With research projects already underway, students and faculty now have access to powerful yet affordable parallel processing computer platforms. Sixteen of the computers are connected via a gigabit ethernet switch from Foundry Networks, enabling high bandwidth communications for demanding parallel applications.

Nanotube Research

As the electronic circuits on computer chips become smaller and smaller, conventional transistors run into physical limitations caused by extreme miniaturization. To build those devices, scientists must be able to manipulate these tubes to the highest degree of accuracy. Nanotubes hold the promise of creating single-electron transistors that will allow the miniaturization to continue beyond the limits of current silicon-based device technology. Carbon nanotubes consist of rolled up sheets of carbon hexagons. Nanotubes have the potential for use as minuscule wires or in ultrasmall electronic devices.

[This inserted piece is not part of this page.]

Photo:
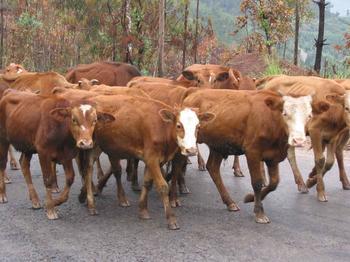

To build these devices using nanotubes, researchers are conducting simulations to understand how they interact with surfaces and electrical contacts. There is also interest in using carbon nanotubes for hydrogen storage for fuel applications and using nanotubes to safely transport chemical reactants to specific reactant sites. This will eventually serve as the basis for nanoscale chemical reactors, which are being constructed by faculty in the University's chemistry department.

Other work at LMMS includes Scanning Tunneling Microscopy (STM). STM was developed by scientists at IBM in Zurich, and is used to characterize and modify surfaces at the atomic level. This will be important to the semiconductor industry for its potential to advance the technology of information storage. Researchers here are also studying the behavior of excess electrons in water. This will help explain how oxidation and corrosion take place in the presence of water, leading to the creation of more waterproof materials.

The LMMS was made possible from combining a $350,000 Shared University Research (SUR) Grant from IBM with a grant from the Major Research Instrumentation program at the National Science Foundation and additional support from the University of Pittsburgh. The University's Chemistry and Chemical Engineering Departments spearheaded efforts to establish the LMMS.